|photo credit Len Sylvester|
Do dogs lie?
Dogs may ignore what we KNOW they know ... ("I can't hear you" at the dog park comes to mind) but they don't , maliciously or hatefully set out to lie to humans. That said, there is some pretty good evidence dogs can be deceptive. On purpose. This flies in the face of my beliefs generally and strikes me as pretty anthropomorphic but some evidence suggests I am wrong about canine honesty. There was a study that determined that dogs could protect their own interest by choice (they got to choose which food to take a human partner to - that partner then (predictably to the dog) either kept the food, shared the food or with their own companion gave the dog all the food). The dogs choose which box to take which partner to carefully, suggesting they can be deceptive to protect their own interests.. Anecdotally I know am not the only person to live in a multi dog house where one dog is very good at distracting another away from a chew or bone. " Woof Woof - who is at the door??" and then a sucker grab of a coveted item. Many of us may realize that our dogs will only take "forbidden" objects when we can't see them do so. There was another study about this which further illustrated that dogs understand humans can't see well in the dark.
The very definition of "lie" in the context we are discussing is to purposefully deceive.

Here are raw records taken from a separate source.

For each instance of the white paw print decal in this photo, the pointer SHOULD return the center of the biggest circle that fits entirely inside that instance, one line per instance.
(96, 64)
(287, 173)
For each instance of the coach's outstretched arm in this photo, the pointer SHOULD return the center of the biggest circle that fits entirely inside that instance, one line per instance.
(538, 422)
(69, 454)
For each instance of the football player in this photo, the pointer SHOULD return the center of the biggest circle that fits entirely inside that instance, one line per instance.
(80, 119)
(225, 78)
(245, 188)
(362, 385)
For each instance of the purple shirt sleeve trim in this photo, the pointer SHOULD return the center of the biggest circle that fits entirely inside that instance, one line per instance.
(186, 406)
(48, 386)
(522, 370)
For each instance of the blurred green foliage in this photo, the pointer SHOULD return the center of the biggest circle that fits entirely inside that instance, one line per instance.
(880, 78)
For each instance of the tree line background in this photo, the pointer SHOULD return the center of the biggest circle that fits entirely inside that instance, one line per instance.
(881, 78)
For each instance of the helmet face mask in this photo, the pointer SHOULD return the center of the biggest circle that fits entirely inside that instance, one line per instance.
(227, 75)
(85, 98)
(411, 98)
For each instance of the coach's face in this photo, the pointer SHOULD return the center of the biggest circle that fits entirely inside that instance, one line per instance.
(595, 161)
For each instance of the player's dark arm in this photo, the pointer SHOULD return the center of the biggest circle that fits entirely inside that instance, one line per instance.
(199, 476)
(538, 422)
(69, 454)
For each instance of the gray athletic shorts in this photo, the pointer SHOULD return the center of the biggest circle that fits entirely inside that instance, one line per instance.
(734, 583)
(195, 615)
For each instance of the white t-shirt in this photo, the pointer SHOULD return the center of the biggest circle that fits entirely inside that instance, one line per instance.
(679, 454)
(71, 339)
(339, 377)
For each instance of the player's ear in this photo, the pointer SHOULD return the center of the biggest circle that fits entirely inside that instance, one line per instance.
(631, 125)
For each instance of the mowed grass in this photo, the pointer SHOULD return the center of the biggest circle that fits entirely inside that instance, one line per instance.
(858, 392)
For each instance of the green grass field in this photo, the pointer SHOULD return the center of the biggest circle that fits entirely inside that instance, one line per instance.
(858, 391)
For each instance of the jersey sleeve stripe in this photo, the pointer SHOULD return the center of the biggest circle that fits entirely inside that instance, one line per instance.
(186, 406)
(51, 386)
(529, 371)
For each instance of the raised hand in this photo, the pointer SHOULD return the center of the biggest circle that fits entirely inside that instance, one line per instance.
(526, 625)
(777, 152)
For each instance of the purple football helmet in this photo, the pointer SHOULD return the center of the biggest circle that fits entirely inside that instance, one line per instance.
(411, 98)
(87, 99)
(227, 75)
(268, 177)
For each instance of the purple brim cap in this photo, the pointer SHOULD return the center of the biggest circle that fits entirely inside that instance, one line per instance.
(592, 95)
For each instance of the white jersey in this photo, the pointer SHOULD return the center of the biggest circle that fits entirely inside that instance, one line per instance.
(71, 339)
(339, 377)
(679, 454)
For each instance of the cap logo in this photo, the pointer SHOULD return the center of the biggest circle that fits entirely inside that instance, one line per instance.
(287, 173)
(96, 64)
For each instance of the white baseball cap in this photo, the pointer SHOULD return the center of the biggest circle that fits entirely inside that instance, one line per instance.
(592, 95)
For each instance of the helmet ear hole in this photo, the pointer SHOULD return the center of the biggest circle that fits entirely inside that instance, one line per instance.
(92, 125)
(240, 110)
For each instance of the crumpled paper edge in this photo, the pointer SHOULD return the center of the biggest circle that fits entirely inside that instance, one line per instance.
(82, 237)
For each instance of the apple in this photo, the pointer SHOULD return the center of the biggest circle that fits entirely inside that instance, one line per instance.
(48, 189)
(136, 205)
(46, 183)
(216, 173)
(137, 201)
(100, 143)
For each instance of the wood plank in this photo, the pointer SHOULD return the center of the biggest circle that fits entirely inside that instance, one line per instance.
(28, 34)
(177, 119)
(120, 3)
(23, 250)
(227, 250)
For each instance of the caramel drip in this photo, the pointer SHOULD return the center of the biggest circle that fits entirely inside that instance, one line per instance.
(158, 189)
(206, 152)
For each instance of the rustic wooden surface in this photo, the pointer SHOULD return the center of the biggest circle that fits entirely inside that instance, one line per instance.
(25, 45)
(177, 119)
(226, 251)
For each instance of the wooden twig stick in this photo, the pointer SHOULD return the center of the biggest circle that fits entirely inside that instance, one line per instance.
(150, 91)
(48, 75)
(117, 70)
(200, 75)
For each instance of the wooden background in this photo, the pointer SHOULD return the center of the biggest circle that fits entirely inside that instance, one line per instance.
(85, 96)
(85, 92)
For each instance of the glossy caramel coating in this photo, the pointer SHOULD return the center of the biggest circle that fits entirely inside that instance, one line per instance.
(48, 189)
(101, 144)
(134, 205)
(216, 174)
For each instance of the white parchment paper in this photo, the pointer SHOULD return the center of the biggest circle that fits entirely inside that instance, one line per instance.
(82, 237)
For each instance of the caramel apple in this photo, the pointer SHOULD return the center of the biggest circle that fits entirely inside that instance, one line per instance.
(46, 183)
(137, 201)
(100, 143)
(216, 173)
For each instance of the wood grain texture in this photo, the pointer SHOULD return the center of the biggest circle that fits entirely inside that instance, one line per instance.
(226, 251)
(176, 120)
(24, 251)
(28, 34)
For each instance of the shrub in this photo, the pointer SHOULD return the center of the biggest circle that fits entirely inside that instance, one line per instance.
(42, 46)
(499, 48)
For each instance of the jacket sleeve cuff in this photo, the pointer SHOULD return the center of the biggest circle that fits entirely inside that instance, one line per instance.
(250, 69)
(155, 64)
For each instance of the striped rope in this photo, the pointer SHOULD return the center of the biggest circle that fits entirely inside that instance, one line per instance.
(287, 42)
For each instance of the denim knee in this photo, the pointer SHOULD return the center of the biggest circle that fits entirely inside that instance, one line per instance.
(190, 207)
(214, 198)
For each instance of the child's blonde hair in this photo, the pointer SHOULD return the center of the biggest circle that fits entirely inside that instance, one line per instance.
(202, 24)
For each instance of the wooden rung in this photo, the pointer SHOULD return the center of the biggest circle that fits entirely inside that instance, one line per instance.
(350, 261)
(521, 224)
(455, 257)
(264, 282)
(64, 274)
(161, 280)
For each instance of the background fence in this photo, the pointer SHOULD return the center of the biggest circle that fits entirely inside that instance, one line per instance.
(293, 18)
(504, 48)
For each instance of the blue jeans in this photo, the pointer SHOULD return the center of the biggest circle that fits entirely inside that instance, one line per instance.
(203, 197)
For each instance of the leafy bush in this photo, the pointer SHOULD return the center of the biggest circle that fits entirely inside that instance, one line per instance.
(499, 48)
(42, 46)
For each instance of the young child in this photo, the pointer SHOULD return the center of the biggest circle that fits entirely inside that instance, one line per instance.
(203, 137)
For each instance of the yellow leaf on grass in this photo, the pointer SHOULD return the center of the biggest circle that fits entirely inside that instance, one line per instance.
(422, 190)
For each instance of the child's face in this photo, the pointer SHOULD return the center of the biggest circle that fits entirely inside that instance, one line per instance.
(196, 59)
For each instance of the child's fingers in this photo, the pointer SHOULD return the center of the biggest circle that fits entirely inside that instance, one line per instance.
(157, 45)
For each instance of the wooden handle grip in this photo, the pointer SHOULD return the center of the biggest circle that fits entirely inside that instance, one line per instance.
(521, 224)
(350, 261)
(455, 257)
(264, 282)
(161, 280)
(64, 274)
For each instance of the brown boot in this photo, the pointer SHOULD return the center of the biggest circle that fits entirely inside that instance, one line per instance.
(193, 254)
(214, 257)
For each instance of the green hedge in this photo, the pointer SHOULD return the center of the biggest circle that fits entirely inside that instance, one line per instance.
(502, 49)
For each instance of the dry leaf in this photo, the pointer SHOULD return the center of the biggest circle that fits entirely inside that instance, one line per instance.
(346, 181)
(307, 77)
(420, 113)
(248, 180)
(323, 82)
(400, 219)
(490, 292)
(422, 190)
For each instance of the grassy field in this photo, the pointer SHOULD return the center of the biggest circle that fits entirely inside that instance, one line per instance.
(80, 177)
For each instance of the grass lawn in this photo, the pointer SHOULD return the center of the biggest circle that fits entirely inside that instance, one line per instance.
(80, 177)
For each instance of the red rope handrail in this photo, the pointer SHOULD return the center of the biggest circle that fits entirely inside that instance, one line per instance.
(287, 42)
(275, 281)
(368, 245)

So if one is to believe the studies, and come on, SCIENCE ... why yes, in certain circumstances and for specific reasons (to get that awesome primary reinforcement of FOOD) it appears dogs can, and do choose to deceive us.
BUT .... when you *think* your dog has lied to you about a training or trialing (or filming as illustrated here!) problem evaluate your position on this thought. The word lie has negative associations for humans and connotes a deliberation in intention that may not be true to training or competing. The pejorative feelings the term evokes may also be unhelpful for problem solving. Anger is
This is an instance that applying some, or all, of the W's of journalism to process events will keep your thinking moving forward instead of spinning down a rabbit hole. Applying this framework and working through these reflective questions will help you decide why your canine made the choices they did and determine what your part in the issue was as well as give yourself some answers to apply to a plan to move forward in the future.

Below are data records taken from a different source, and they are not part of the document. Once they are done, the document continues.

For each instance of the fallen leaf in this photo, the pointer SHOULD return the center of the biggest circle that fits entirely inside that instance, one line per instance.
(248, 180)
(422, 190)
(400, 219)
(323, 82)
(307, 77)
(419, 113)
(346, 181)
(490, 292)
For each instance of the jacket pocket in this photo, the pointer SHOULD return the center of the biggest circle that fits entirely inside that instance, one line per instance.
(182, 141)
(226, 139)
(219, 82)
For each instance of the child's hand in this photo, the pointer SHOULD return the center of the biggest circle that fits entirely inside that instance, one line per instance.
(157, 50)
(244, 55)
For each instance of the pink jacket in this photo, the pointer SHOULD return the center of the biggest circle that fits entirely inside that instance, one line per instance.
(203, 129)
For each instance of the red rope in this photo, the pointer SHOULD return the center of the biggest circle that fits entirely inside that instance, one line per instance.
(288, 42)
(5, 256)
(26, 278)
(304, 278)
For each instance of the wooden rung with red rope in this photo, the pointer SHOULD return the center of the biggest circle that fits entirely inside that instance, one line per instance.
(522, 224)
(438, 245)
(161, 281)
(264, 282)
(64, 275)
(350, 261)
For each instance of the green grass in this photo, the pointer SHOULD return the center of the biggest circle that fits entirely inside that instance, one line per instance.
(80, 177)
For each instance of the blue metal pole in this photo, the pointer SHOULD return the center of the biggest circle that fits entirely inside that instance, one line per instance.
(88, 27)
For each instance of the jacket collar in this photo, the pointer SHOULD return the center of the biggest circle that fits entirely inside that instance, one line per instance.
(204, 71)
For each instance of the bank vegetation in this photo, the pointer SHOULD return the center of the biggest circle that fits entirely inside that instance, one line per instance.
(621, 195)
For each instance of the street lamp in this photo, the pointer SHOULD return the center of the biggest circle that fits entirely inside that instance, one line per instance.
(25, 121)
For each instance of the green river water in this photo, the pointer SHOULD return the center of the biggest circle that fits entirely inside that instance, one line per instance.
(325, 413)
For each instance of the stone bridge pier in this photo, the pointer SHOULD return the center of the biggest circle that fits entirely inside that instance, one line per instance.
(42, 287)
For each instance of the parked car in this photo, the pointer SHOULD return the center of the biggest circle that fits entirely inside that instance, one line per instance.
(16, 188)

Obviously we aren't story telling to ourselves , or anyone else applying this technique but it can be a helpful (and easy to remember way) to hunt for information. Often to reduce our stress and anxiety when things go wrong it can be helpful to have an easy framework to process the events. This framework is useful for instances of communication breakdown between dog and human - including "lies".

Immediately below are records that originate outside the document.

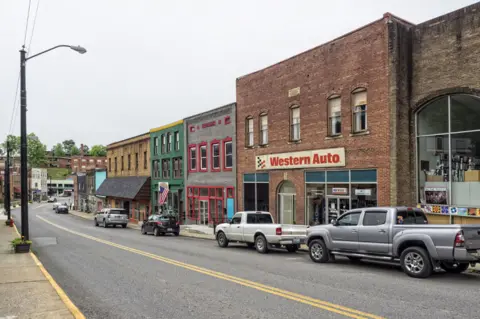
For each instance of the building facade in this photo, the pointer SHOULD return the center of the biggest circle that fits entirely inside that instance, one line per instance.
(167, 149)
(210, 166)
(128, 177)
(385, 115)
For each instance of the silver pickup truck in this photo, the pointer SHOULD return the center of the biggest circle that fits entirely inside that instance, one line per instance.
(396, 234)
(257, 229)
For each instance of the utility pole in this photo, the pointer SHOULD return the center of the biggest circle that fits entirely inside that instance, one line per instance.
(23, 145)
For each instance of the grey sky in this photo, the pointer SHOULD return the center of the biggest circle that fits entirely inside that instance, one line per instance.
(152, 62)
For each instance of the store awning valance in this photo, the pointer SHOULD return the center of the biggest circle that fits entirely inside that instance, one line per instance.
(128, 187)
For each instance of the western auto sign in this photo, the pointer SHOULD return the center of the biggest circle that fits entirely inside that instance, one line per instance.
(333, 157)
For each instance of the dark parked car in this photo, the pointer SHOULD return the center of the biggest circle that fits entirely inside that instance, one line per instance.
(161, 225)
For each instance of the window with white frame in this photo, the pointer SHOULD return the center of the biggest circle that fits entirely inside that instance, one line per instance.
(203, 157)
(335, 116)
(249, 132)
(295, 124)
(359, 100)
(263, 129)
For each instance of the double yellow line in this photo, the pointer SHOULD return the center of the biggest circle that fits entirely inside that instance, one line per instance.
(345, 311)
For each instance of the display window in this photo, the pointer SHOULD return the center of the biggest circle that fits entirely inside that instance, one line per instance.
(448, 155)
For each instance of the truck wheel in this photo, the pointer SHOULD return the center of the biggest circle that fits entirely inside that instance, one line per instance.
(318, 251)
(454, 268)
(222, 239)
(292, 248)
(261, 244)
(416, 263)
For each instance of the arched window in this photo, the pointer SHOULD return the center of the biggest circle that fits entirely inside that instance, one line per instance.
(448, 153)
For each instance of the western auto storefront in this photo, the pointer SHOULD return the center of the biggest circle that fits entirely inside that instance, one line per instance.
(308, 187)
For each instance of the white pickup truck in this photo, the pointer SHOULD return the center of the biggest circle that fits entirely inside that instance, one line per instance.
(257, 229)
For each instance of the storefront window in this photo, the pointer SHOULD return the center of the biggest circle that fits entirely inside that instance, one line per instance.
(449, 157)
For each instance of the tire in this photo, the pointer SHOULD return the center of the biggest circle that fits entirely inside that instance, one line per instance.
(261, 244)
(416, 263)
(222, 239)
(454, 268)
(292, 248)
(318, 251)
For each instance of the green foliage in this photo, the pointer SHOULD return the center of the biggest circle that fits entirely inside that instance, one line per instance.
(98, 150)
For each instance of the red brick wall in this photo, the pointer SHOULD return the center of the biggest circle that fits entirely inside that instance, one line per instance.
(358, 59)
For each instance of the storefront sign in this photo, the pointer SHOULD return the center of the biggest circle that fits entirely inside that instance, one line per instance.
(363, 192)
(333, 157)
(339, 191)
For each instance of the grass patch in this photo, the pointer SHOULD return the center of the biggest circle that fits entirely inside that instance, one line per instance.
(57, 173)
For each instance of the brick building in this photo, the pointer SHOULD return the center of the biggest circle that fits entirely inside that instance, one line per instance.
(128, 177)
(334, 128)
(210, 165)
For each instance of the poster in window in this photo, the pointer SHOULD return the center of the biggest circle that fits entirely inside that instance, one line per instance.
(436, 195)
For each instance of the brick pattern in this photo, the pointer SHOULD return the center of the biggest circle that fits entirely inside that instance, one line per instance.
(358, 59)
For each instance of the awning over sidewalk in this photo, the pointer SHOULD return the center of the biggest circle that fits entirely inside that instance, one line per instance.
(128, 187)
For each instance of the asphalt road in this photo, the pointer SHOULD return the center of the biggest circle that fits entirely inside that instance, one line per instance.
(119, 273)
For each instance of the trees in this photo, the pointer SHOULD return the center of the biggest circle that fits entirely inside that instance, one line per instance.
(98, 150)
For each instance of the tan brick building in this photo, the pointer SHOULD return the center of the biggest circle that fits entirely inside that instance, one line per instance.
(335, 127)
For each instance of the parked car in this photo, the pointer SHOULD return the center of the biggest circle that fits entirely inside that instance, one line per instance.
(111, 216)
(257, 229)
(62, 209)
(161, 225)
(396, 234)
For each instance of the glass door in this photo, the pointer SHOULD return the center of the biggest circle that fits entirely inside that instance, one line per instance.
(204, 212)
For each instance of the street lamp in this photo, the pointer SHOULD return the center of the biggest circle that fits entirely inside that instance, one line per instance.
(23, 130)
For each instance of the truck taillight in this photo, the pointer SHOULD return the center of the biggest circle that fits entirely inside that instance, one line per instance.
(459, 240)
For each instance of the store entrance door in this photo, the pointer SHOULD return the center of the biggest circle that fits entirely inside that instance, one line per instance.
(336, 207)
(204, 212)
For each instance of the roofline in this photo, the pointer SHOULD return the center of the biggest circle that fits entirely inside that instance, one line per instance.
(164, 127)
(211, 111)
(314, 48)
(127, 139)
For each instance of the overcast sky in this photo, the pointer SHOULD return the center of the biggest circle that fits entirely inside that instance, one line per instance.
(153, 62)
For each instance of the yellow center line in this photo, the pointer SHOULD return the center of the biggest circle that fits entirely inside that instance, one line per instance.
(345, 311)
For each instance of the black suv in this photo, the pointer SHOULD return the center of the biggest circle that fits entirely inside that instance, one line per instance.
(161, 225)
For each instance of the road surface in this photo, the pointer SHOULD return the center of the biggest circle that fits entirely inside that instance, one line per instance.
(119, 273)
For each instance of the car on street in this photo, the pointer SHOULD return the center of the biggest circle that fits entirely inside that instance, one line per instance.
(160, 225)
(258, 230)
(399, 234)
(62, 209)
(111, 217)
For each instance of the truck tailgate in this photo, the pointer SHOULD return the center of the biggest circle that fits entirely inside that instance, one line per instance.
(472, 237)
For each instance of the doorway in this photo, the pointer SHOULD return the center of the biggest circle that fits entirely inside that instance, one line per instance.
(204, 212)
(287, 202)
(336, 206)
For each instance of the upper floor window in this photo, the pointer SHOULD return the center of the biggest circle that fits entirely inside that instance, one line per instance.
(334, 116)
(169, 142)
(227, 154)
(359, 100)
(249, 132)
(155, 145)
(263, 129)
(176, 140)
(295, 124)
(203, 157)
(192, 158)
(164, 142)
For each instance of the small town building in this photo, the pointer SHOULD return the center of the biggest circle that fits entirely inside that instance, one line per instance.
(167, 149)
(386, 115)
(128, 177)
(210, 166)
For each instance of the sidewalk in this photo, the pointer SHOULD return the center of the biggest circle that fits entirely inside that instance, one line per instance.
(27, 290)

Let's look at each of the Ws and that final H to determine how to best use them in this context.
Who matters in this situation? (free pass to working on this answer - you, your dog - you as a team - those are the answers to this one!). It's important to start here though as that reflection will ground you and remind you why you are taking the time to do this even if all you want to do is cry in your car.
What happened? (Who misread who? What factors influenced the events of the "lie"?) If you have video watch it carefully. If you have a friend or coach who saw it ask them what they saw. Brody once ran under an aframe instead of doing a tunnel. I was shocked, and pretty confused. I left the ring and thought hard about what part of the course he did that on and exactly what had happened. I walked back onto the course and felt the sand with my hand. It was burning hot. I had asked him to run on boiling sand surface and not realized. By looking hard at what happened I was able to understand why is happened. (not to get ahead of our list here)
|Brody literally made so few mistakes on course I remember them to this day.|
Where did you first get confused? By delving into this W some unexpected answers about what caused the miscommunication to occur.may become apparent.
When did you believe the 'lie"? This matters more than you may think. I was watching a friends Nosework trial video and with hindsight being 20/20 her dog stopped and really was interested in the hide but then moved on and spent much the same amount of time with a similar indication on a drooly spot on a different car. Sigh. The handler believed the misinformation over the right answer perhaps because time was ticking? They'd moved around the whole site? The dog's style was similar to the alert? She felt badly and was wondering if she'd already missed it? I haven't asked how committed to believing the last indication she was ... but it might make a big difference to choices she'll make going forward.
Why did it happen? What has happened in the past? Does false information end the potentially stressful search? Were you stressed and anxious? Was your dog hot and unable to perform normally? Were environmental conditions confusing in some way? Spend awhile working on this question because it's where a plan for addressing moments like this will come from in the future.
which segues very nicely into
How are you going to use this information to become a better team? The learning in a "lie" matters. Your canine partner is not doing anything other than sharing information. Stress (for either or both or you) , a gap in training, an off day or a simple error can all create results we don't want. This framework will assist you in your quest to be the best team you can be - even in the face of adversity.
Use the framework to decide what to test to reduce the "lies". A plan for stress reduction? More training in a skill? More generalizing and proofing? Application of these questions and reflection on the answers will help you decide what to test and change first. This technique is easy to test, and can lead to greater clarity (and therefore results!)